Captain John Scarborough, an Englishman, was also one of the earliest pilots. He resided at Scarborough Head in 1844, and doubtless had been there much longer, but I find no record of him before that time. His home was near where Fort Columbia now stands. He died in 1856.

When Captain Charles Wilks, of the United States Exploring Expedition, with the sloop of war Peacock, entered the Columbia in 1841, she came in over the bar without a pilot and was met just inside the cape by several prominent Oregonians, who recommended a colored man, who lived at or near the cape, as a pilot, but he ran the ship aground on the Chinook sands. He lived afterward in Astoria as late as 1857. His name was George Washington. His wife was a Chinook woman, a sister of the wife of Colonel John McClure, one of the proprietors of Astoria. "Old George," as he was called, was very fond of speaking of "Con'el McCloo, my broder-in-law, sah." George was very old, and once, when asked his age, said: "I doan kno' 'zactly how ole I is, sah; but I war jis' 18 year ole when de British laid de barge on de tea."

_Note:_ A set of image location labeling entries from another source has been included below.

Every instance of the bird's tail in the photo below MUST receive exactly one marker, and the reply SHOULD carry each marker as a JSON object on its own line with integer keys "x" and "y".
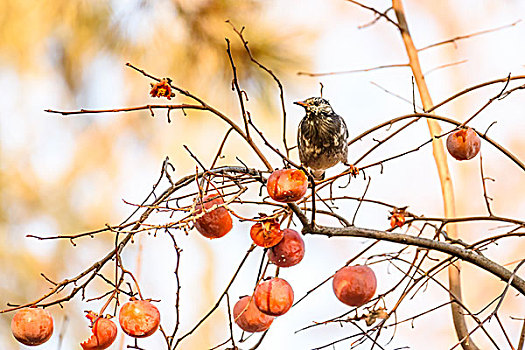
{"x": 318, "y": 174}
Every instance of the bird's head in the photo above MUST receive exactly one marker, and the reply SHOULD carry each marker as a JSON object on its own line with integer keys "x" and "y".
{"x": 316, "y": 105}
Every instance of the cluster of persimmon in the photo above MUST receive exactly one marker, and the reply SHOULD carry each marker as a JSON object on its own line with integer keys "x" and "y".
{"x": 138, "y": 319}
{"x": 273, "y": 296}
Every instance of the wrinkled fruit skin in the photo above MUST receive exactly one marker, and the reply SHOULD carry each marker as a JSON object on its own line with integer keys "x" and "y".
{"x": 274, "y": 297}
{"x": 289, "y": 251}
{"x": 215, "y": 223}
{"x": 463, "y": 144}
{"x": 287, "y": 185}
{"x": 266, "y": 233}
{"x": 104, "y": 334}
{"x": 397, "y": 220}
{"x": 250, "y": 320}
{"x": 139, "y": 318}
{"x": 32, "y": 326}
{"x": 355, "y": 285}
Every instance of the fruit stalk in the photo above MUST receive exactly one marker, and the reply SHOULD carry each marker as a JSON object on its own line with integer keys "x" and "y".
{"x": 444, "y": 176}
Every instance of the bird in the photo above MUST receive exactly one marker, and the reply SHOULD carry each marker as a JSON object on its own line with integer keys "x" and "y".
{"x": 322, "y": 137}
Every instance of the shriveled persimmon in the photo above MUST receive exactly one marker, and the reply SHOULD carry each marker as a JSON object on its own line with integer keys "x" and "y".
{"x": 32, "y": 326}
{"x": 104, "y": 332}
{"x": 213, "y": 223}
{"x": 274, "y": 297}
{"x": 289, "y": 251}
{"x": 139, "y": 318}
{"x": 463, "y": 144}
{"x": 266, "y": 233}
{"x": 287, "y": 185}
{"x": 248, "y": 317}
{"x": 355, "y": 285}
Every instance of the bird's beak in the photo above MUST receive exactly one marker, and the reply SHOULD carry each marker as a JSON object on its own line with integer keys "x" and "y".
{"x": 301, "y": 103}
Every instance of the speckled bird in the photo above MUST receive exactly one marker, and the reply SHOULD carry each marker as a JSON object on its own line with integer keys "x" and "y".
{"x": 322, "y": 138}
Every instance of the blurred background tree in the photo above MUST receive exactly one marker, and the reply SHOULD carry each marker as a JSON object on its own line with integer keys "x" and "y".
{"x": 64, "y": 175}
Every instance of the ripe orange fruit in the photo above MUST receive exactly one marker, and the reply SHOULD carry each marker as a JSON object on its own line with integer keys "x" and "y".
{"x": 287, "y": 185}
{"x": 266, "y": 233}
{"x": 139, "y": 318}
{"x": 289, "y": 251}
{"x": 104, "y": 333}
{"x": 274, "y": 297}
{"x": 463, "y": 144}
{"x": 355, "y": 285}
{"x": 32, "y": 326}
{"x": 248, "y": 317}
{"x": 215, "y": 223}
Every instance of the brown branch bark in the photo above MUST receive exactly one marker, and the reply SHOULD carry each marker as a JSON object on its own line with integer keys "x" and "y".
{"x": 443, "y": 171}
{"x": 461, "y": 253}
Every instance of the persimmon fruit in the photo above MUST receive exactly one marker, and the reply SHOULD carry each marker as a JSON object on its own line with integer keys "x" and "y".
{"x": 213, "y": 223}
{"x": 248, "y": 317}
{"x": 289, "y": 251}
{"x": 463, "y": 144}
{"x": 287, "y": 185}
{"x": 266, "y": 233}
{"x": 274, "y": 297}
{"x": 104, "y": 332}
{"x": 355, "y": 285}
{"x": 32, "y": 326}
{"x": 139, "y": 318}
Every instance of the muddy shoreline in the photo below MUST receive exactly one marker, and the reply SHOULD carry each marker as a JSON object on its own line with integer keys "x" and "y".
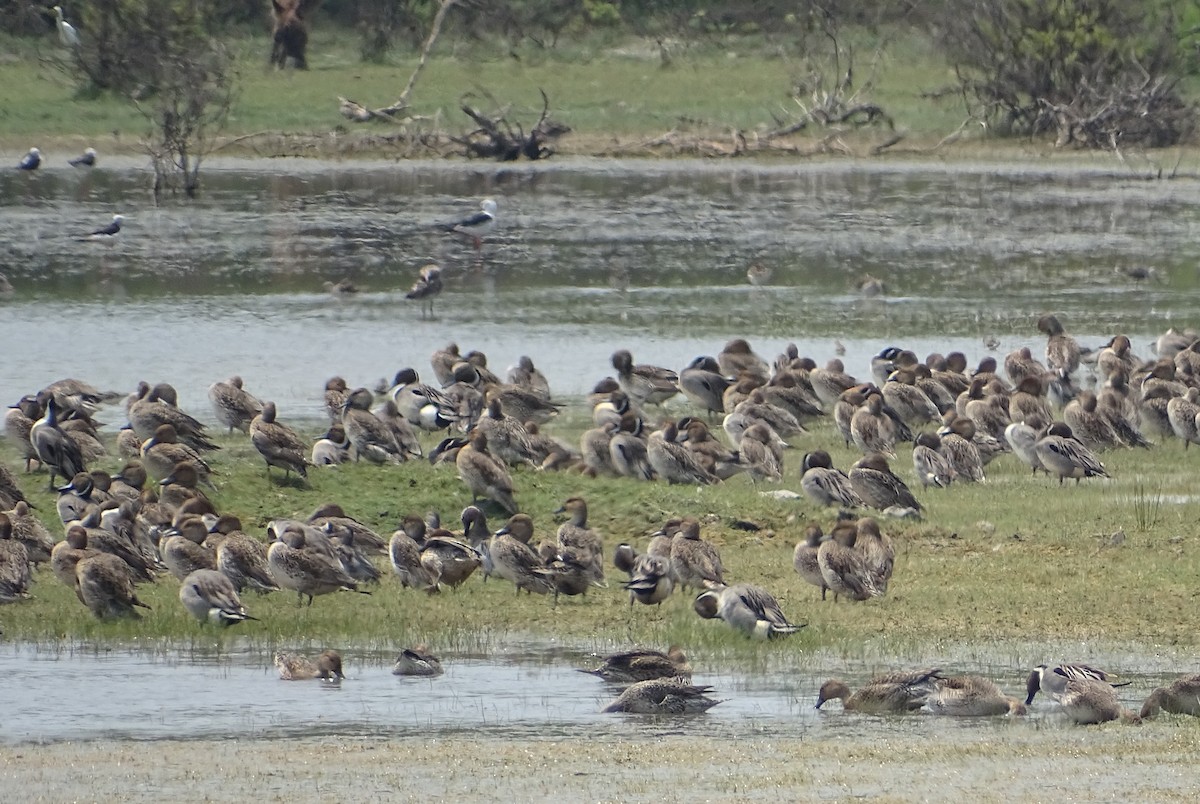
{"x": 1115, "y": 762}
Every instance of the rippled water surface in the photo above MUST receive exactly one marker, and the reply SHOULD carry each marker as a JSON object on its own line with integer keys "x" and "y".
{"x": 589, "y": 256}
{"x": 529, "y": 693}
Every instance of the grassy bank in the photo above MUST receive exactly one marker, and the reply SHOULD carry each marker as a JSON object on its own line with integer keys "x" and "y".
{"x": 613, "y": 94}
{"x": 1018, "y": 558}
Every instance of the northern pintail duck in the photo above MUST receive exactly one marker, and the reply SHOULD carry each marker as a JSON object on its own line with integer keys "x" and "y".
{"x": 233, "y": 405}
{"x": 611, "y": 407}
{"x": 703, "y": 384}
{"x": 911, "y": 403}
{"x": 401, "y": 430}
{"x": 67, "y": 553}
{"x": 76, "y": 498}
{"x": 448, "y": 559}
{"x": 209, "y": 595}
{"x": 421, "y": 405}
{"x": 594, "y": 449}
{"x": 16, "y": 570}
{"x": 694, "y": 562}
{"x": 1020, "y": 365}
{"x": 18, "y": 423}
{"x": 1180, "y": 697}
{"x": 628, "y": 450}
{"x": 748, "y": 609}
{"x": 1053, "y": 679}
{"x": 633, "y": 666}
{"x": 804, "y": 558}
{"x": 154, "y": 408}
{"x": 1023, "y": 439}
{"x": 508, "y": 439}
{"x": 527, "y": 376}
{"x": 29, "y": 531}
{"x": 879, "y": 553}
{"x": 279, "y": 444}
{"x": 243, "y": 559}
{"x": 331, "y": 449}
{"x": 880, "y": 487}
{"x": 417, "y": 661}
{"x": 426, "y": 288}
{"x": 341, "y": 289}
{"x": 960, "y": 450}
{"x": 54, "y": 449}
{"x": 672, "y": 461}
{"x": 105, "y": 585}
{"x": 1171, "y": 342}
{"x": 1027, "y": 405}
{"x": 737, "y": 358}
{"x": 181, "y": 486}
{"x": 870, "y": 286}
{"x": 759, "y": 454}
{"x": 1115, "y": 358}
{"x": 651, "y": 581}
{"x": 522, "y": 403}
{"x": 1181, "y": 413}
{"x": 873, "y": 431}
{"x": 971, "y": 696}
{"x": 832, "y": 382}
{"x": 645, "y": 384}
{"x": 306, "y": 571}
{"x": 183, "y": 552}
{"x": 756, "y": 408}
{"x": 575, "y": 533}
{"x": 1063, "y": 456}
{"x": 1089, "y": 702}
{"x": 886, "y": 694}
{"x": 163, "y": 451}
{"x": 515, "y": 561}
{"x": 443, "y": 361}
{"x": 1089, "y": 426}
{"x": 823, "y": 484}
{"x": 295, "y": 667}
{"x": 844, "y": 569}
{"x": 475, "y": 226}
{"x": 484, "y": 475}
{"x": 571, "y": 570}
{"x": 791, "y": 391}
{"x": 405, "y": 553}
{"x": 759, "y": 274}
{"x": 33, "y": 159}
{"x": 370, "y": 437}
{"x": 336, "y": 390}
{"x": 85, "y": 160}
{"x": 663, "y": 696}
{"x": 1062, "y": 351}
{"x": 335, "y": 521}
{"x": 931, "y": 467}
{"x": 711, "y": 454}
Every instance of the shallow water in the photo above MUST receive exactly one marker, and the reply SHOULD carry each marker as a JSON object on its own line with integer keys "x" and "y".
{"x": 591, "y": 256}
{"x": 529, "y": 693}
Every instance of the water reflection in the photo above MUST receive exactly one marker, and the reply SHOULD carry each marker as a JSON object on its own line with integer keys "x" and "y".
{"x": 81, "y": 695}
{"x": 595, "y": 255}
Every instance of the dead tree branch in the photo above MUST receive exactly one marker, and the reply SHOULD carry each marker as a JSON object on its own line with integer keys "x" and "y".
{"x": 359, "y": 113}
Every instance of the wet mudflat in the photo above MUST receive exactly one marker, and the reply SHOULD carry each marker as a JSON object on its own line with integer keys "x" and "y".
{"x": 525, "y": 725}
{"x": 600, "y": 255}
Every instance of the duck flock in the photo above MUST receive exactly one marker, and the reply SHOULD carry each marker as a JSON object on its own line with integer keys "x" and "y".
{"x": 154, "y": 517}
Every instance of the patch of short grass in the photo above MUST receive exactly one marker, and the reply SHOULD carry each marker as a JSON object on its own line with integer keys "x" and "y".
{"x": 1015, "y": 559}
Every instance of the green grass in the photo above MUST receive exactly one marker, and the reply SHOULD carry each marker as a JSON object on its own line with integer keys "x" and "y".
{"x": 606, "y": 91}
{"x": 1018, "y": 559}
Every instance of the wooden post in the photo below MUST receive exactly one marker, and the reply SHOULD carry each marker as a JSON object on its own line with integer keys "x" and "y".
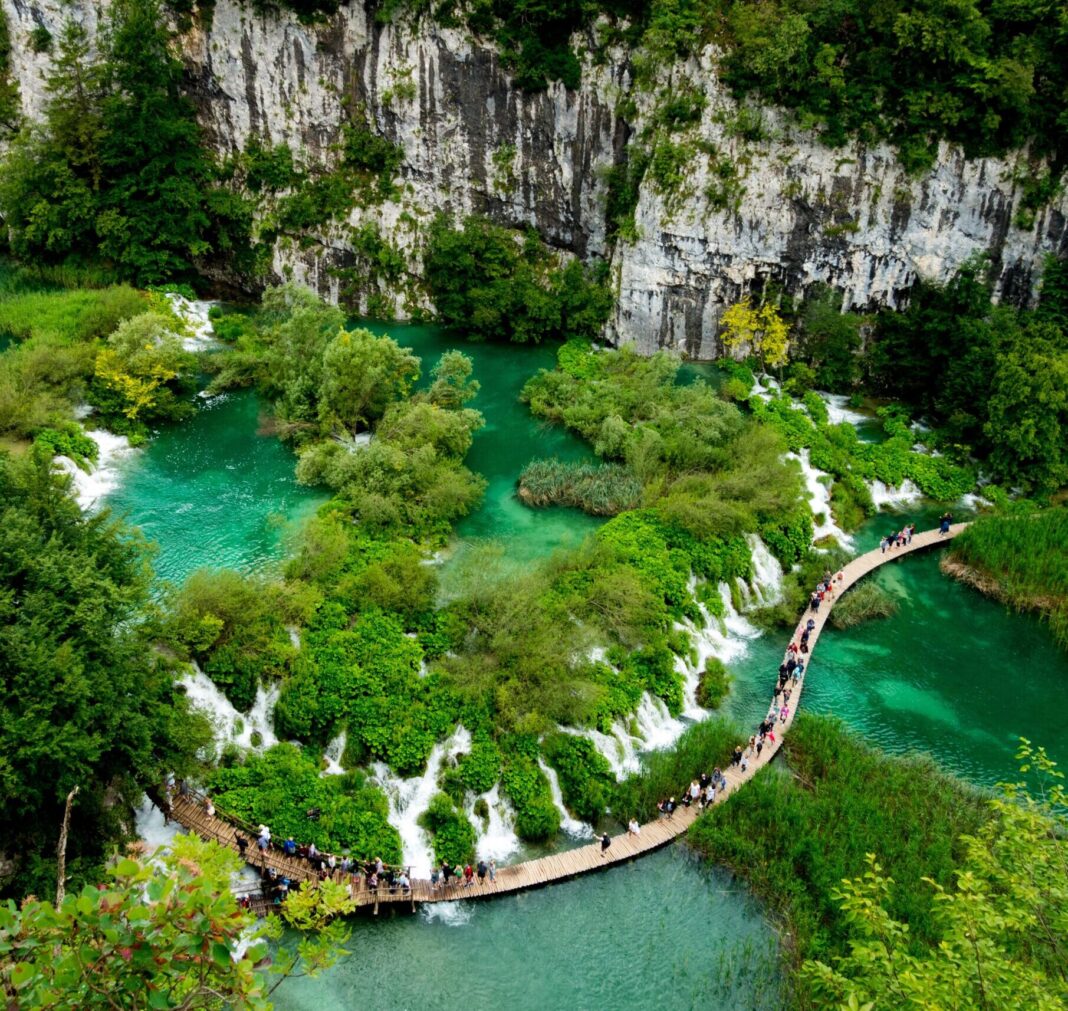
{"x": 61, "y": 851}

The first pilot-boat on the bar was the launch of the sloop of war Peacock. She was wrecked on the bar as she was departing from the Columbia, on the i8th day of July, 1841, and "Peacock Spit" still bears her name. Her launch was saved and Captain Wilks left it with Dr. John McLaughlin, chief factor of the Hudson Bay Company, with instructions that it should only be used as a pilot-boat and to assist mariners at the mouth of the river. The "provisional" Legislature of Oregon some time after passed an act requiring Dr. McLaughlin to deliver the launch up to the legislative authority, and Governor Abernethy made a formal demand, which McLaughlin ignored by referring to the positive orders of Captain Wilks, at the same time claiming that the "provisional Legislature" could not act for the Government of the United States. Finally, to avoid trouble. Dr. McLaughlin turned her over to Lieutenant Niel M. Howison, of the United States Navy, and he sold her to an Astoria pilot, whose name I have not been able to learn. She was not nearly as seaworthy nor so fit for a pilot-boat as a good, large Chinook Indian canoe.

The first pilot on the bar of the Columbia not connected with or under the influence of the Hudson Bay Company was one Captain Reives. In May, 1848, he took a crew of Indians and went outside to bring the Hudson Bay Company's bark Vancouver, but lost her on the bar. He figured but little as a pilot and was soon lost sight of.